Tuesday, July 13, 2004

clarity

Okay, I thought maybe I should expound on some of the information in my profile.
First, it's not that I DON'T have any interests, it's just that they really aren't that interesting. I don't have any one passion or great hobby like scaling the faces of tall buildings and then jumping off of them while praying to the god of my choosing that my parachute wasn't rigged by some sixteen year old kid experimenting with meth for the first time...I just do the normal, boring, suburban bullshit that most pseudo-normal, boring, suburban people do like watching movies and reading books and the occasional shopping rampage. Plus, you add into the mix that I live in the bible belt and (I'm fairly certain) a Republican stronghold, AND the fact that this city is having a serious identity crisis, not being able to figure out if it wants to evolve into an urban metro-sexually approved metropolis or stay with its old-towne Kuntry roots...well excitement is not the word du-jour (although it does boast the biggest fireworks display in the whole U-S-of-A during the Kentucky Derby).
Okay, what exactly does a Freudian obsession with Johnny Depp mean? Well, my brother has this uncanny resemblance to Johnny Depp. And NO I am not attracted to my brother, I didn't have twisted fantasies of running off to the Ozark mountains to have lobster-clawed babies...but the fact remains that my bro does looketh like the man I would commit multiple felonies for. I'm sure in psychology/psychiatry that means something important.

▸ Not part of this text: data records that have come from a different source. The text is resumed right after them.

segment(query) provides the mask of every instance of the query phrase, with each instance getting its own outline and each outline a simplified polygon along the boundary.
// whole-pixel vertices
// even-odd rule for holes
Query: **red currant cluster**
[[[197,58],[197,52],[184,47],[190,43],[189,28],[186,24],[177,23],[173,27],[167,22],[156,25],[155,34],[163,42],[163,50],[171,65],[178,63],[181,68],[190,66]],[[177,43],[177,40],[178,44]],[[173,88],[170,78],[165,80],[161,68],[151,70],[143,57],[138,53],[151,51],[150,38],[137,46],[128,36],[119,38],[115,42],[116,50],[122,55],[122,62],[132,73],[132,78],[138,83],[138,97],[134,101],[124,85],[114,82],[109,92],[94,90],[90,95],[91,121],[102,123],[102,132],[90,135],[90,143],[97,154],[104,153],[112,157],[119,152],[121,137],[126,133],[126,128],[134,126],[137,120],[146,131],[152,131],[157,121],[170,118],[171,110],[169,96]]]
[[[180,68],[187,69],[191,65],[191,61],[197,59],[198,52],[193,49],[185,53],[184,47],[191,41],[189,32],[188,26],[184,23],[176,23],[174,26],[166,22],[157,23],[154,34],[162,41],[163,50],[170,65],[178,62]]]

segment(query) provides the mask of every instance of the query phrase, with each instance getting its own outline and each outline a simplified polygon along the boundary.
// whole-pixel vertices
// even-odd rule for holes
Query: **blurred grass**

I like foreign pop because...well frankly the pink-lace girlie side of me likes to listen to insipid music. But the mentally aware part of me can't stand to listen to the vapid words IN pop music. ERGO, my fascination with foreign pop. It still has the happy-sappy pop music that the twelve year old girl in me loves, but I can't understand shit so it can't piss me off. Pretty much the other music I like is stuff my friend Shane tells me about. I rely on him for all things cool because he can pick a piece of cool out of a big pile of shit...its his gift I think.
I have to say that "Like the Red Panda" is probably my more favorite read recently. Basically it is a journal of a high school girl, who seemingly has everything going for her, who decides that it (it being life) is all fucking bullshit and decides to off herself. So she writes this journal about why she does it. Its a pretty awesome book. I cried for thirty minutes after I finished reading it and then read it again within a few days.
Okay, I guess that pretty much covers it for now.